26 years. That’s a long time for anyone to work at a single company, but outgoing Ferrari CEO Amedeo Felisa did just that. He joined Ferrari way back in 1990, having started his career with Alfa Romeo in 1972. An engineer by training, Felisa may not have consistently been up front and center like former Ferrari chairman Luca di Montezemolo and his replacement, Sergio Marchionne (who’s also taking on the role of CEO now), but Felisa played a huge role in making Ferrari what it is today.

He came to Maranello at a time when Ferrari was still dealing with the loss of its iconic founder, Enzo Ferrari (who passed away in 1987), and his hand-picked successor, di Montezemolo, was working extremely hard to make a name for himself. How could anyone replace Enzo Ferrari? Simple answer: you can't. But di Montezemolo created a legacy of his own making, and he had lots of help along the way. Felisa was his right-hand man in many ways. Looking at Ferrari’s late ’80 and early ‘90s model lineup, it was evident some changes were needed. Sure, the F40 and Testarossa were fantastic supercars, but they lacked the build quality of a certain supercar newcomer: the original Acura NSX.

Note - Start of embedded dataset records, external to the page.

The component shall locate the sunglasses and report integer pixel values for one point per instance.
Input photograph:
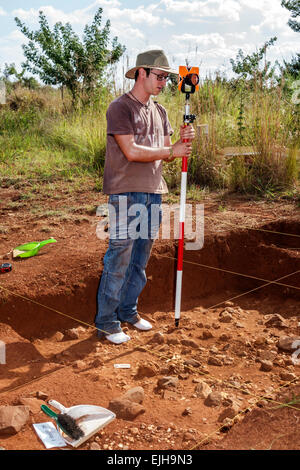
(161, 77)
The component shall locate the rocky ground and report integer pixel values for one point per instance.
(227, 378)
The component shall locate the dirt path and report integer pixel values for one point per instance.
(227, 342)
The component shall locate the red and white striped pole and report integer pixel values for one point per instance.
(184, 168)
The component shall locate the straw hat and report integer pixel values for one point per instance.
(152, 60)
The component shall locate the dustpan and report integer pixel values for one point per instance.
(90, 418)
(30, 249)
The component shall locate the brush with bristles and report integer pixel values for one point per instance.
(66, 423)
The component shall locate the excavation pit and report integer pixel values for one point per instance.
(233, 318)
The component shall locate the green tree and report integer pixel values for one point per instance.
(59, 57)
(294, 7)
(27, 82)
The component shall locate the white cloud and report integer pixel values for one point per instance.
(214, 39)
(225, 9)
(140, 15)
(275, 17)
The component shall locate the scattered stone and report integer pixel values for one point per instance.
(147, 370)
(173, 340)
(260, 341)
(72, 333)
(58, 336)
(225, 337)
(97, 362)
(287, 376)
(207, 334)
(214, 361)
(229, 412)
(214, 399)
(188, 436)
(79, 364)
(158, 338)
(13, 418)
(134, 431)
(267, 355)
(94, 446)
(202, 390)
(33, 404)
(192, 363)
(225, 317)
(167, 382)
(288, 343)
(228, 360)
(135, 394)
(276, 321)
(187, 411)
(42, 395)
(228, 303)
(125, 408)
(266, 366)
(189, 343)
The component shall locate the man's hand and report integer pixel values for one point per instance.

Italian build quality (not to mention electronics) was never known to be the best, but Ferraris had to be the exceptions. Felisa was heavily involved in upping the quality and building up the brand itself. Today we have things like Ferrari World, Ferrari jackets, watches, and other related gear. What’s more, Ferrari is one of the most powerful brand names in the word. The very name is associated with prestige, quality, and speed. Looking at early ‘90s Ferraris, Felisa used his expertise for several improvements. For example, the 348, launched in 1989, was a pretty good mid-engined V8 supercar, but it clearly had more potential. Its 3.4-liter V8 produced 300 hp, which was decent but nothing earth-shattering, even for 1989.

Handling was described as "nervous." Felisa and crew improved the car with the 348 GTB and GTS. The F355, essentially an evolved 348, came in 1994 and it was world's better. Engine displacement was increased to 3.5-liters as was horsepower, now rated at 375. The F355 drove and handled beautifully, and it's hard to find a good one today for less than $100,000. Felisa’s other accomplishments include all of the F355’s mid-engine V8 successors, the 360 Modena, F430, 458 Italia and 488 GTB. He also helped evolved the Testarossa into the 512 TR and F512 M. For its 550 Maranello successor, the V12 was moved from mid-ship back to the front, and it remains there to this day with the F12berlinetta.

Bold decisions, like the FF, were made under Felisa’s guidance and, of course, there was the F50, Enzo and LaFerrari. But perhaps it was the LaFerrari that was the crown jewel of Felisa’s Ferrari career. After all, he was made CEO in 2008, just around the time LaFerrari development got underway. Amedeo Felisa had an extraordinary career and it’ll be fascinating to watch whether Sergio Marchionne can handle the combined tasks of Ferrari Chairman and CEO, as well as CEO of Fiat Chrysler.